Adipose Distribution and Atherosclerosis
To relate distribution of adipose tissue measured by a then new imaging technique, Magnetic Resonance Imaging (MRI) to extracranial carotid atherosclerosis, cardiovascular disease risk factors, and to more conventional measures of fat distribution such as body mass index (BMI) and waist/hip ratio.

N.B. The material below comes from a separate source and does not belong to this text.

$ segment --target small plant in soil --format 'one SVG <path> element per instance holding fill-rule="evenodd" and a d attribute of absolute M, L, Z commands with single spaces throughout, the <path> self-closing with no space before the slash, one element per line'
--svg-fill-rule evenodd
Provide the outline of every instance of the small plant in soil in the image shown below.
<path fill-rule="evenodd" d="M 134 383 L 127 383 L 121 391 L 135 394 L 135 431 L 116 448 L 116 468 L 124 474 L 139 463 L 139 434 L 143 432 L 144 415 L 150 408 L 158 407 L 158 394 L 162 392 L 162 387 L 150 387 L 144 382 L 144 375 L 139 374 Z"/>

The primary hypothesis was that patients with extracranial carotid atherosclerosis (cases) had more intra-abdominal fat and a higher ratio of intra-abdominal fat to total or subcutaneous fat than age-sex-race matched controls.
|Study Design:||Observational Model: Natural History|
|Study Start Date:||April 1991|
|Estimated Study Completion Date:||March 1993|
The study was ancillary to an NIH funded population-based project, the Atherosclerosis Risk in Communities Study (ARIC) that is ongoing in Forsyth County, North Carolina.
Using MRI, the investigators sought to demonstrate strong relationships between intra-abdominal fat and a number of cardiovascular disease risk factors, including history of hypertension, diabetes, cigarette smoking, family history of cardiovascular disease, plasma concentrations of triglyceride, high density lipoprotein (HDL) cholesterol, HDL2 cholesterol, apo A1, Apo B, postprandial lipid response to a fat rich meal, glucose, insulin, sex hormone binding globulin, and total and free testosterone. Certain other risk factors were less certain to show a relation to intra-abdominal fat as measured by MRI, including various hemostatic factors, as well as certain dietary factors such as consumption of alcohol, dietary fat, and cholesterol, but this research afforded an opportunity to explore these relationships. Finally, the investigators proposed to relate intra-abdominal fat to more conventional measures of fat distribution (waist/hip ratio, subscapular skinfold thickness, etc.) in an attempt to identify strong correlates of intra-abdominal fat that could be more easily measured.